Birthright winter 2012:Day 2
Posted by: Rabbi Shalom Kantor and students on Tuesday, January 17, 2012 at 12:00:00 am | Comments (1)
As my older brother Matt used to say, I could be labeled as an imitation Jew. What I mean to say is that while I was born Jewish and will be Jewish for the rest of my existence, I am incredibly far from devout, religious, practicing… whatever you’d like to call it. However, I can say without a doubt that I have never felt more connected to Judaism than I do here in Israel. Walking through this country I can feel a power in my blood, a kinship to everyone I see, and most significantly, my brother’s presence absolutely everywhere I go. With every new place we visit here in Israel, I find myself wondering: who has stood here, in this very place, and seen what I am seeing? With whom do I share this experience? My grandma? My dad? Golda Meir? My brother Matt? The connection I am discovering here- a connection to my people, my country, my history, nature, and most noticeably, my wonderful brother Matt, is one like nothing I have ever experienced before.
On the plane ride over to Israel, a boy named Mike saw my blatant fear of flying, sat down in the seat next to me and became a good friend in 10 seconds flat. I soon learned that he not only knew Matt as a Binghamton University student and the president of the school’s outdoors club, but Mike also ventured out on the same caving trip with the club that I went on last year. After an unfortunate incident with a car skidding off the road, I decided to go back to campus but Mike was able to tell me about his experience exploring the caves with my older brother.
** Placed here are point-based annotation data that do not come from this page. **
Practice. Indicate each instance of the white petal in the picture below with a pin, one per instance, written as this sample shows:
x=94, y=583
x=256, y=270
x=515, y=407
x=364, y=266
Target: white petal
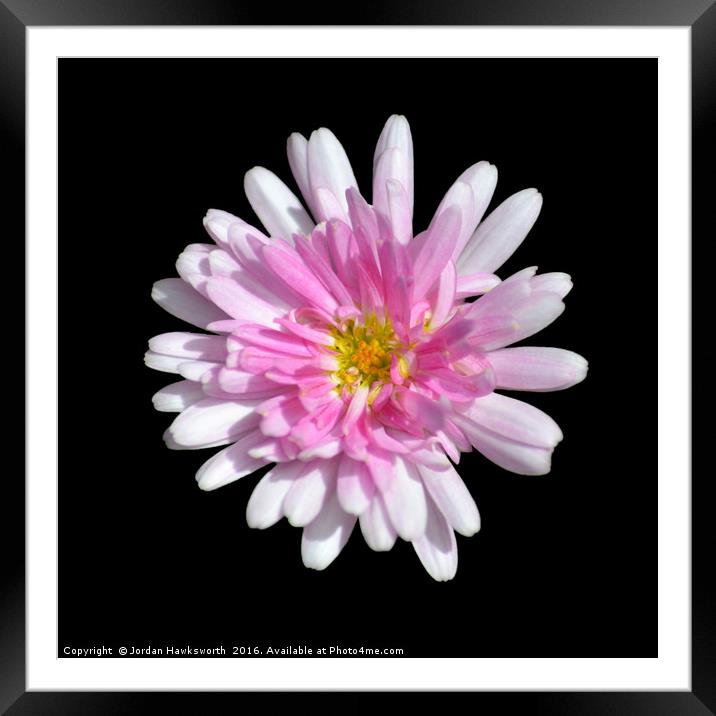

He told me how cold it was; their shirts were literally cracking with frost and the students huddled together for warmth until pictures were taken and they were able to hop back into the cave- like a “rabbit hole.” I was happy to receive this memory of Matt, a priceless gift that I had not seen coming.
Throughout the last two days, I have felt Matt with me every time I look out at a beautiful green and rocky mountain, the expanse of sky (whether blue, pink or gray), the incredible statues, sculptures, animals and water I see absolutely everywhere. However, I was hardly prepared for the next Matt experience I would have- a discovery that knocked me on my side. As part of the bus committee, it is my responsibility to plan games and activities to keep the group entertained as we drive through Israel, and tonight I met with another new friend named Devon to discuss ideas for tomorrow’s bus ride. We spoke for only a few minutes before the conversation turned to my brother; I asked her if she knew him and she told me she had been on the Colden hike in September when he fell to his death. After I recovered from the realization that I had not recognized this girl from the funeral or pictures, I had to embrace my new friend and reflect on the endless surprises I’m experiencing here in Israel. Whether I am discovering a new part of Matt as I gaze out onto the lake nearby the hotel, alone, or finding out that he has touched more people on this trip with me than I had ever thought before, the journey I am taking with my older brother will never end. And no matter what I believe in or do not believe in, the journey I am taking with my Jewish self will never end. I have Birthright as well as Israel to thank for the connections I am discovering and the new friends and family I am finding, and there is absolutely no doubt in my mind that I will leave the holy land a much different person than I was when I arrived.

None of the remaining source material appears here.